Tuesday saw U.S. district court judge Richard Leon rule that AT&T’s long-planned acquisition of Time Warner could proceed despite opposition from President Donald Trump and the Justice Department, following a six-week trial. Time Warner includes HBO, Turner Broadcasting (CNN, TBS, TNT, Turner Sports, et al), the Warner Bros. studio, and a joint interest in The CW (with CBS); the Justice Department argued that AT&T could charge competing cable and internet companies higher rates for Time Warner content to promote its own cable and internet products, but AT&T argued it’s in their interests to have that content widely distributed and that they need to own content to compete with the likes of Netflix and Amazon.
They also promised to submit carriage disputes to arbitration for seven years after the deal closes and to not pull programming. It appears their arguments were successful., and the deal was approved with no conditions. Presuming that the government doesn’t seek a stay of the deal and a further appeal, this seems done.
This deal going through could have a whole lot of sports media implications. Here are three of the biggest.
1. Turner Sports (and HBO) are now part of something even bigger: Time Warner had plenty of resources in its own right, but the acquisition by AT&T makes it even larger. And that could possibly lead to Turner (and maybe even HBO) being even more aggressive when it comes to sports rights and sports programming. Turner’s made plenty of big moves there over the years already, from March Madness to the NBA to MLB to now the Champions League, but they could possibly become even a bigger player with AT&T’s backing. Also, it was reported during the last round of UFC contract talks that Turner was being cautious with rights bids, waiting to see what would happen with this merger. They don’t need to worry about that now.
Oh, and new Turner streaming service B/R Live now has even more backing to pick up rights, and Bleacher Report as a whole has extra backing too. And while HBO already had plenty of resources and was investing some of them in sports (especially documentaries, Real Sports and boxing), they now have even more. It will be interesting to see what happens to AT&T/DirecTV’s own content channel Audience and to their regional sports networks now; will there be some integration with Turner’s properties? Will Audience in particularly be less necessary now they have these other content areas? And we’ll see if AT&T finds ways to favor Time Warner content, maybe on TV but perhaps especially on the web, where the end of net neutrality opens up whole ranges of possibilities for boosting your own content. AT&T and other distributors say they’re not planning on that right now, but that may change.

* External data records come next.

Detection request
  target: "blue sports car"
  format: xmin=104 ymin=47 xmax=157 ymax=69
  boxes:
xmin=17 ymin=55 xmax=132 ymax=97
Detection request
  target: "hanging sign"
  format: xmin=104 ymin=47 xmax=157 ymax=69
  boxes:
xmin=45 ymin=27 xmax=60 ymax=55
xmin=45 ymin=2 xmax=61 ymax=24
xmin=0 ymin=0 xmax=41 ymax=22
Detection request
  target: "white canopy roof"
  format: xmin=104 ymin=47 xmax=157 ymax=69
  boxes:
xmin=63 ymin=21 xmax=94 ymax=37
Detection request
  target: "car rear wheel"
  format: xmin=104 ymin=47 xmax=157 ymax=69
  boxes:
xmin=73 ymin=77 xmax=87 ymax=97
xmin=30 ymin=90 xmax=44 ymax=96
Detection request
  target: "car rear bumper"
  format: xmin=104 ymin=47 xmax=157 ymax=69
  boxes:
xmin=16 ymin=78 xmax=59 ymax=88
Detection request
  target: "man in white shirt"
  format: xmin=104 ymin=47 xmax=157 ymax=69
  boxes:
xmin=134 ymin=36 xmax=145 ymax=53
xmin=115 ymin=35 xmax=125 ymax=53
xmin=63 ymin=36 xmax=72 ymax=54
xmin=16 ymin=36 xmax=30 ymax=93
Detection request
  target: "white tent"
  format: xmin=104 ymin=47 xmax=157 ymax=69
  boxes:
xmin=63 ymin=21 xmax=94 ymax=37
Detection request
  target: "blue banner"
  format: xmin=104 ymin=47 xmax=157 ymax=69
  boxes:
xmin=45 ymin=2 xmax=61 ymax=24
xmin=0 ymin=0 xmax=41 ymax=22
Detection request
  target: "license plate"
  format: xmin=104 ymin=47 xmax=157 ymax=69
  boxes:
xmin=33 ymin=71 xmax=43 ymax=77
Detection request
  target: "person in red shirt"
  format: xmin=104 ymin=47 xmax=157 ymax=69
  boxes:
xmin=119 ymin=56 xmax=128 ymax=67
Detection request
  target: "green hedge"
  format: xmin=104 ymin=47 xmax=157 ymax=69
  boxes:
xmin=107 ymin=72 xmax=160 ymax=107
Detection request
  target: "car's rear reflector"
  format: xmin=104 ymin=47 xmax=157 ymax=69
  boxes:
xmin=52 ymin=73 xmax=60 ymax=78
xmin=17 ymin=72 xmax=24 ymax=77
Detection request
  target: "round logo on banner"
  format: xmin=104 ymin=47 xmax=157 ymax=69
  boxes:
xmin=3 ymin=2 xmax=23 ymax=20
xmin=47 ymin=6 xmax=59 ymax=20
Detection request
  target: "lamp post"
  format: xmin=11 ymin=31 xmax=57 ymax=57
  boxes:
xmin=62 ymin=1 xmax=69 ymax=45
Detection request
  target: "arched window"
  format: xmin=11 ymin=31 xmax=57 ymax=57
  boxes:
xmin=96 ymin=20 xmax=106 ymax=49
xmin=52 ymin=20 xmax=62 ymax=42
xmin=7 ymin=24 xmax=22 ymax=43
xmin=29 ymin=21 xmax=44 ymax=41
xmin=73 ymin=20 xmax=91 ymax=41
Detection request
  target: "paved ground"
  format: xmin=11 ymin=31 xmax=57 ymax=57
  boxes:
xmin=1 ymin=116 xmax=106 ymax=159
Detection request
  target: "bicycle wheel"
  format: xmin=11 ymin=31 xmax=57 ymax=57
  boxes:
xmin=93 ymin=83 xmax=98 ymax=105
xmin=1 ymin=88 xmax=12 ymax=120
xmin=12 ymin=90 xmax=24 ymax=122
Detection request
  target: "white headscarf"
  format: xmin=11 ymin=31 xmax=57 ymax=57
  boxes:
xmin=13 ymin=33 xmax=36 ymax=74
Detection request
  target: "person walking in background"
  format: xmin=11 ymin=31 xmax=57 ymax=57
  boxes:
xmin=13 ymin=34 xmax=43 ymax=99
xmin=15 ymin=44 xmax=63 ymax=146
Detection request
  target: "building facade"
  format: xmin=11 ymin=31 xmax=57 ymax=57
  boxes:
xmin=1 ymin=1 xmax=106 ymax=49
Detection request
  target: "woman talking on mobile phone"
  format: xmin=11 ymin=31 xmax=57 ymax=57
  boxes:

2. There are now maybe less regulatory hurdles to the Disney/Fox deal: A lot of the discussion around Disney’s plan to buy numerous Fox assets (including the regional sports networks, the TV/movie studio, and international properties) was if it would face regulatory hurdles. Many figured that deal was perhaps a little safer than AT&T/Time Warner, as it’s one content provider buying assets from another one (and specifically avoiding areas where the two already directly compete, such as the Fox broadcast channel and FS1) instead of a distributor buying a content provider, but there had been some rumblings of political opposition, and AT&T-Time Warner was generally seen as safe until it wasn’t. A win on AT&T-Time Warner might have pushed the Justice Department to challenge other big media deals, including Disney-Fox. This approval perhaps makes that less likely, and perhaps means we’re closer to a future where Disney does own those Fox assets. However…
3. Comcast could try and swoop in for Fox: Back around the announcement of Disney’s plan to pick up those Fox assets, there was also reporting that Comcast had made a significantly higher bid that Fox turned down thanks to concerns about antitrust regulation. In February, it was reported that Comcast was considering another bid for Fox’s assets if the AT&T-Time Warner merger was approved, and that story firmed up into even more of a likelihood in May. Now, just because this deal was approved doesn’t mean that a Comcast move for Fox would be; Fox might prefer to stick with Disney, and a combined Comcast-Fox could raise a whole lot of antitrust concerns not in either AT&T-Time Warner or Disney-Fox (regional sports networks might be a big sticking point there, as this combined entity would have a whole lot of those). But Comcast is much more likely to bid in an environment where AT&T-Time Warner is approved (CNBC’s piece notes they may bid as soon as Wednesday), and much more likely to have a chance of getting their own bid approved. We’ll see if that happens.